Back on Track
When we started the work in this section, we were trying to write a test to handle the scenario where the second letter duplicates the first letter. That triggered us to make our algorithm case-insensitive. We can now return to our original goal and write this test:
| c2/36/SoundexTest.cpp | |
| | TEST_F(SoundexEncoding, CombinesDuplicateCodesWhen2ndLetterDuplicates1st) { |
| | ASSERT_THAT(soundex.encode("Bbcd"), Eq("B230")); |
| | } |
Our solution involves a little bit of change to the overall policy embodied in encode.

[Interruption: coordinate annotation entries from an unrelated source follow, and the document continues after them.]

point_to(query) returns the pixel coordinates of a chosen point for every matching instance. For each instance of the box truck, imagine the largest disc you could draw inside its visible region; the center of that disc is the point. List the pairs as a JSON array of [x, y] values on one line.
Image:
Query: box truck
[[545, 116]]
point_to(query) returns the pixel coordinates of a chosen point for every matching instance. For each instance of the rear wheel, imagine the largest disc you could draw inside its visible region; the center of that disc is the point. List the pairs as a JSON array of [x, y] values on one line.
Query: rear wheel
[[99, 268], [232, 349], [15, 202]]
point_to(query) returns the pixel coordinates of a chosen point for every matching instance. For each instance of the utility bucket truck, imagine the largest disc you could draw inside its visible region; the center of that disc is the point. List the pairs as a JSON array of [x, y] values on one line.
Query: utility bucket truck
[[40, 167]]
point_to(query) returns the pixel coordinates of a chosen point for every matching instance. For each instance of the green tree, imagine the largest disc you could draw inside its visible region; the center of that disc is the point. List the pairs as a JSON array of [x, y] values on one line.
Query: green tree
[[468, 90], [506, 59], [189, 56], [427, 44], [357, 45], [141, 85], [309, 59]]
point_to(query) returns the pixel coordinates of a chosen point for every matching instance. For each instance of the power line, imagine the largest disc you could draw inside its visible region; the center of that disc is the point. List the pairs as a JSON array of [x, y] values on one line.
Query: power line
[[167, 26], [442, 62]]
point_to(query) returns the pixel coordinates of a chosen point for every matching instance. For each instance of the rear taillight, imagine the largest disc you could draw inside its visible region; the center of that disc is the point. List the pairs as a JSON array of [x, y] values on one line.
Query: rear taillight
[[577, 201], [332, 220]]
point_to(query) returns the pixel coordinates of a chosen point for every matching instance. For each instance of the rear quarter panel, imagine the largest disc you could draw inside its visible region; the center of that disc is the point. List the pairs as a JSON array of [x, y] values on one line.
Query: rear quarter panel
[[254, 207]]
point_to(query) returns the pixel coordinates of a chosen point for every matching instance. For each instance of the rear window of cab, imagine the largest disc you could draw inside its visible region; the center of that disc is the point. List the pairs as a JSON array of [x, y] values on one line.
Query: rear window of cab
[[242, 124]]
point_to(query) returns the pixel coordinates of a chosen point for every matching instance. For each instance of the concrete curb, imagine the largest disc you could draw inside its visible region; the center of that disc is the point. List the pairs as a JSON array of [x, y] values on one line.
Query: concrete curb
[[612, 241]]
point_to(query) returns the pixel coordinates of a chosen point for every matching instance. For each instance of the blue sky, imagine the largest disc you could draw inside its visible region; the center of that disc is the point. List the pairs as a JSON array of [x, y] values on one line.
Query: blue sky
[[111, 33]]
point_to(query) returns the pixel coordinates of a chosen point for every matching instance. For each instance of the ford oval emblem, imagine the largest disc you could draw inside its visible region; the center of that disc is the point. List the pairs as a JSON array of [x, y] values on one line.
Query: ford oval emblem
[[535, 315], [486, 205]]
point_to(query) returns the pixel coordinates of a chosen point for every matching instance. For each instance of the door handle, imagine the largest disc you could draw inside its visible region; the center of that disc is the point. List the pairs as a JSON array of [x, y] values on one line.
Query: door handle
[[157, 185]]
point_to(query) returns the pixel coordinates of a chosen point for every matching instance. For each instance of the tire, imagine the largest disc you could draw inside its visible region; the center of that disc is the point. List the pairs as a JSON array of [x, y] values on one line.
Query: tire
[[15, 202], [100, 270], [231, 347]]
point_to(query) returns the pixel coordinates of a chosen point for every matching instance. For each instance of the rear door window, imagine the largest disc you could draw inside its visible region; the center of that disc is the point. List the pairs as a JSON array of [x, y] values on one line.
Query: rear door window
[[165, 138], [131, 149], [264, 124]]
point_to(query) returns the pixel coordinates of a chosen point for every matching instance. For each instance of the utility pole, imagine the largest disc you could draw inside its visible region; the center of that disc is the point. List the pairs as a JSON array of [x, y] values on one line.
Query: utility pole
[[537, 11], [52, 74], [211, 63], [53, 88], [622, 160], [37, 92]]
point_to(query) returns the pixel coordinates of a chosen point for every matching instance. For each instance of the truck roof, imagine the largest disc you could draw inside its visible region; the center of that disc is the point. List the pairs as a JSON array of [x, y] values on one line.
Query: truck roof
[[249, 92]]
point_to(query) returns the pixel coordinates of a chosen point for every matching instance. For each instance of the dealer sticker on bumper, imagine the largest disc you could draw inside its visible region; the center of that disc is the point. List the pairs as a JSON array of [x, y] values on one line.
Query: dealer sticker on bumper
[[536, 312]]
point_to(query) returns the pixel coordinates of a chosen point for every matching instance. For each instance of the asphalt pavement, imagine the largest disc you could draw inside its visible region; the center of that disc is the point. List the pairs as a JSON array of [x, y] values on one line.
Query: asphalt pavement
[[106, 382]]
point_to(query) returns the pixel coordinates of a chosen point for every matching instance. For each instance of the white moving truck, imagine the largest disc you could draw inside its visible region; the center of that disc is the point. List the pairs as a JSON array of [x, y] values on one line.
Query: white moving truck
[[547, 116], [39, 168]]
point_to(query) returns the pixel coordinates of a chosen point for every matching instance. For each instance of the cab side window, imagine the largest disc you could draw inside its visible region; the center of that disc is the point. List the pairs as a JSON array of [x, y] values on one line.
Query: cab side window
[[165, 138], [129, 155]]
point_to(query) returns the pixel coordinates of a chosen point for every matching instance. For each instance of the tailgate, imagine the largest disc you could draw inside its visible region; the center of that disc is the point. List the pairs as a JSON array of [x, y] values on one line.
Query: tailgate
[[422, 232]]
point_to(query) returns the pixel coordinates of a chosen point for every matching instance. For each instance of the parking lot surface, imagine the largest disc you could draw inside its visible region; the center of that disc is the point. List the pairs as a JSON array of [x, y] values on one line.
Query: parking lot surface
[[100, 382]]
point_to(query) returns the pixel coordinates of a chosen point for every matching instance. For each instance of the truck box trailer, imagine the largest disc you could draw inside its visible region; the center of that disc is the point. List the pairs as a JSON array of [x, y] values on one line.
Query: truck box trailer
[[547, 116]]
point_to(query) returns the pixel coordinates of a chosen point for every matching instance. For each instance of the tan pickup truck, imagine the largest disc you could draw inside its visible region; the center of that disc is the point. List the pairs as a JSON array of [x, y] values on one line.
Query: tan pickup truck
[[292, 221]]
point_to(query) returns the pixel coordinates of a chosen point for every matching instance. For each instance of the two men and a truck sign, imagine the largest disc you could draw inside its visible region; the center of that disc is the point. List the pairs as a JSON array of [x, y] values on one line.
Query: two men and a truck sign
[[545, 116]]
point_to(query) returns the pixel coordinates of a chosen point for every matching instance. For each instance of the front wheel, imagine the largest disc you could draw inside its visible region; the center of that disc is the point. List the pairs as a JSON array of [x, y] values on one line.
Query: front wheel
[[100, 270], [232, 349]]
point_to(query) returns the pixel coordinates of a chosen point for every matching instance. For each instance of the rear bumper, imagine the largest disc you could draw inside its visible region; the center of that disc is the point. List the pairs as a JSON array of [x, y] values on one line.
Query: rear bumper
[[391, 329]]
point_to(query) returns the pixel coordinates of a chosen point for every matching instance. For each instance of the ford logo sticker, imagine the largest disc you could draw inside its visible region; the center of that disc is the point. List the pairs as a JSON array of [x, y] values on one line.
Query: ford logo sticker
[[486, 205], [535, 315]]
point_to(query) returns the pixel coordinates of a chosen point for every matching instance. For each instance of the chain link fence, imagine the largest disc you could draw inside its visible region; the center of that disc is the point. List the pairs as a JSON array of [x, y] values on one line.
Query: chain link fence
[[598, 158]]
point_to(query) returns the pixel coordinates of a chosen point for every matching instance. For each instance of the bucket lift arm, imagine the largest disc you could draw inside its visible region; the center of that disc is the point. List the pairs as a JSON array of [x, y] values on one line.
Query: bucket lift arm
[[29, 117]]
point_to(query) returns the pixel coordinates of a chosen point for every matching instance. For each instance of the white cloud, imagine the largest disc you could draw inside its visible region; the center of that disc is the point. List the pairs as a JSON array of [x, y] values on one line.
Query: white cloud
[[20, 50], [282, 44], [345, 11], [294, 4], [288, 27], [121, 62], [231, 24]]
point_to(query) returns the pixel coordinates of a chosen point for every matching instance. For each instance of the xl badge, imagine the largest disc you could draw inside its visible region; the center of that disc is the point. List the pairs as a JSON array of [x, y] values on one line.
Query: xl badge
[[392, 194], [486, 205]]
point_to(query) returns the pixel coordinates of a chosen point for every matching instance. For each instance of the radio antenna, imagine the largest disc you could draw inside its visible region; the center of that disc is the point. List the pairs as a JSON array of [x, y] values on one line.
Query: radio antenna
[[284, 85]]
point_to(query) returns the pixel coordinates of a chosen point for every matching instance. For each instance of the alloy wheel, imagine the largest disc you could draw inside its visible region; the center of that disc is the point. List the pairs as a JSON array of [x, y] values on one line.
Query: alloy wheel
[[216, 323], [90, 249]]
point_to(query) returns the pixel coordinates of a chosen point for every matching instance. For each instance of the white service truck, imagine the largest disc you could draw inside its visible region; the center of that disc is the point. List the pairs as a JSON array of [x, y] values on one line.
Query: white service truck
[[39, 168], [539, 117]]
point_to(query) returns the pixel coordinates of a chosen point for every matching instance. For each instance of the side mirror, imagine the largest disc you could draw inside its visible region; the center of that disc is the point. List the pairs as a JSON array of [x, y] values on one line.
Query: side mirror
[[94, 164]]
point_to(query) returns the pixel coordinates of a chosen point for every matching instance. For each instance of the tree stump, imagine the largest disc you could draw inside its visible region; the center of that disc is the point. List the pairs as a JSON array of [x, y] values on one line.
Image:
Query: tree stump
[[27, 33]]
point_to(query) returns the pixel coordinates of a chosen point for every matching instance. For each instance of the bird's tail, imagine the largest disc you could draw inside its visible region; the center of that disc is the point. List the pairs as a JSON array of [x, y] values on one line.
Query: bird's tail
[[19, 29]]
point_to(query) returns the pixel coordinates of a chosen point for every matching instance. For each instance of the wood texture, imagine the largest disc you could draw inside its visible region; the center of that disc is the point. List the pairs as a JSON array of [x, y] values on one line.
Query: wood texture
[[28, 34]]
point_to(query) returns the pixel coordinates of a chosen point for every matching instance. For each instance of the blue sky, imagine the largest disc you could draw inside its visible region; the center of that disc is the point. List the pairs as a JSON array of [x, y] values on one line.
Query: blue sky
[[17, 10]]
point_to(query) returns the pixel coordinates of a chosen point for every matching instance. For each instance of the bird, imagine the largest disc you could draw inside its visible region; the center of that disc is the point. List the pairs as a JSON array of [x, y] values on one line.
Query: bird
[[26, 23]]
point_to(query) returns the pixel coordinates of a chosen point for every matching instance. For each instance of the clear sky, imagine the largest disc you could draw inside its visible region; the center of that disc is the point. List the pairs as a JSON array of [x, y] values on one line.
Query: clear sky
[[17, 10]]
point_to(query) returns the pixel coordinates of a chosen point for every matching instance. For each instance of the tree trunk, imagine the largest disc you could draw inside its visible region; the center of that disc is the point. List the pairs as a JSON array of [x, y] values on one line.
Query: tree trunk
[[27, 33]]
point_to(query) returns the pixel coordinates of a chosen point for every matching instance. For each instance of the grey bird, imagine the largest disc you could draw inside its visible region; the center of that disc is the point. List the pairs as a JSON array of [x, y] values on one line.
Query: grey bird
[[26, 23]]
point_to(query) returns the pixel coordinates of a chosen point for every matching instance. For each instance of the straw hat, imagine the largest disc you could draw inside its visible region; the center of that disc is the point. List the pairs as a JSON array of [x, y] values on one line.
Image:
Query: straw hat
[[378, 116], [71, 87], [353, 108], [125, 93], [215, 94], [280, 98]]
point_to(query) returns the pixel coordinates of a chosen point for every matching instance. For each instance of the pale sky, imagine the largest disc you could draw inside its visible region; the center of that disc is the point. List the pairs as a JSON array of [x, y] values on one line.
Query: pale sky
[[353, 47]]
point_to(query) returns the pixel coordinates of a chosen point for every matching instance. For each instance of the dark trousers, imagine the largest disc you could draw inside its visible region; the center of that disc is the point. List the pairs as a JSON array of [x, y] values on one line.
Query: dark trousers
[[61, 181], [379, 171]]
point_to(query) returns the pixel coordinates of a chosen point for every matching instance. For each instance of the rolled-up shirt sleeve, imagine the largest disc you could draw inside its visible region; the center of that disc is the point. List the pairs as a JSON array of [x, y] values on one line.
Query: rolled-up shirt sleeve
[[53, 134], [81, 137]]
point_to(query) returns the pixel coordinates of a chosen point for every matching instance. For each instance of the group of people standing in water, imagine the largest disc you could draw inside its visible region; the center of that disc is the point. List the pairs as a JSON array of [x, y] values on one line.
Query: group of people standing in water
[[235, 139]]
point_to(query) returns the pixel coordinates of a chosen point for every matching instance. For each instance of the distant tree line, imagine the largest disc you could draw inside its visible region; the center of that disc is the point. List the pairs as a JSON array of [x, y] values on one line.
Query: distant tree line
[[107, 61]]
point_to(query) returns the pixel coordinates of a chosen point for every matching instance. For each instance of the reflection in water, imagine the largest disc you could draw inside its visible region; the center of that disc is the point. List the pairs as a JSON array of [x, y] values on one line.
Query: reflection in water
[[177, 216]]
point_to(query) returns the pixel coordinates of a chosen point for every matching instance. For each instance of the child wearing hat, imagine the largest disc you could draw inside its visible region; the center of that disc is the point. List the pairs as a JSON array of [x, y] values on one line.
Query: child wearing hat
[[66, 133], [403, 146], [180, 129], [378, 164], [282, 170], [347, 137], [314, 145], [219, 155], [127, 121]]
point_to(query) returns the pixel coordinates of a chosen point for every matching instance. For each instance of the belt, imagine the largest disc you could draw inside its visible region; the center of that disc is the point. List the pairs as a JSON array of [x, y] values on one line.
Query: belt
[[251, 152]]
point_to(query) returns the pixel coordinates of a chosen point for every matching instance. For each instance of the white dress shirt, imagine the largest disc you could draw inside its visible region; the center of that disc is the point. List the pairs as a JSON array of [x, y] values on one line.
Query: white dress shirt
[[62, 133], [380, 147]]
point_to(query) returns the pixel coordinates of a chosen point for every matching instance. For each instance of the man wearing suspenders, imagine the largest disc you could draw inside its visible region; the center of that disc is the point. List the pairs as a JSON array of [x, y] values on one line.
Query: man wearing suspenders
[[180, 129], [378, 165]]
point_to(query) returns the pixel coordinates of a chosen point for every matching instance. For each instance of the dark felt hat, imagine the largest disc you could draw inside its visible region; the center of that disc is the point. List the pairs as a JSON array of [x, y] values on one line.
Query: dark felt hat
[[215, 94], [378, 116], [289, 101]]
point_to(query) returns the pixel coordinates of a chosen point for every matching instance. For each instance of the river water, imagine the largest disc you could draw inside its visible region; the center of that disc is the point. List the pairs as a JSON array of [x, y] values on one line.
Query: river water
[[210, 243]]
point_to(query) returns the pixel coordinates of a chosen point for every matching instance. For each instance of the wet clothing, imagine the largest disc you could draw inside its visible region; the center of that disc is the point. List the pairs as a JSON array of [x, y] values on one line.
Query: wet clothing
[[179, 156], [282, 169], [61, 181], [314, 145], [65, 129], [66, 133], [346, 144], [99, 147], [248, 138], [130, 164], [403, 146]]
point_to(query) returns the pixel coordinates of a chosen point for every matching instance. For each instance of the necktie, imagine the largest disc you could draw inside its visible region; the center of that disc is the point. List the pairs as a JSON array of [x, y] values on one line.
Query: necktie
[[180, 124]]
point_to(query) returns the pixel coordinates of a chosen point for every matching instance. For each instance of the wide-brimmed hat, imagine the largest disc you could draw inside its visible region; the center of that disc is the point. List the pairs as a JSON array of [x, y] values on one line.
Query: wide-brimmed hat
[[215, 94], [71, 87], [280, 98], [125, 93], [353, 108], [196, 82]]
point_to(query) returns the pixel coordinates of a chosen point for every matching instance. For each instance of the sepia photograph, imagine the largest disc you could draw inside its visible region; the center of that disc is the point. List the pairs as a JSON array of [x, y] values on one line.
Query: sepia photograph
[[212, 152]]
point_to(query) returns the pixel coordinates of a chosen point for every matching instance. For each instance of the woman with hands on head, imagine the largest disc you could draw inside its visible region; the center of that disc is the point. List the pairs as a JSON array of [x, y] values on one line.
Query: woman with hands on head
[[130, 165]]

We pass the entire word to encodedDigits for encoding so that we can compare the encoding of the second letter to the first. We append only the tail of all encoded digits to the overall encoding.
In encodedDigits, we encode the word’s first character so that comparisons to the prior digit can compare against it. Since encodedDigits now encodes the entire word, we alter isComplete to accommodate one more character. We also change the core loop in encodedDigits to iterate across the tail of the word.
| c2/36/Soundex.h | |
| | std::string encode(const std::string& word) const { |
* | return zeroPad(upperFront(head(word)) + tail(encodedDigits(word))); |
| | } |
| | |
| | std::string encodedDigits(const std::string& word) const { |
| | std::string encoding; |
| | |
* | encoding += encodedDigit(word.front()); |
| | |
* | for (auto letter: tail(word)) { |
| | if (isComplete(encoding)) break; |
| | |
| | auto digit = encodedDigit(letter); |
| | if (digit != NotADigit && digit != lastDigit(encoding)) |
| | encoding += digit; |
| | } |
| | return encoding; |
| | } |
| | |
| | bool isComplete (const std::string& encoding) const { |
* | return encoding.length() == MaxCodeLength; |
| | } |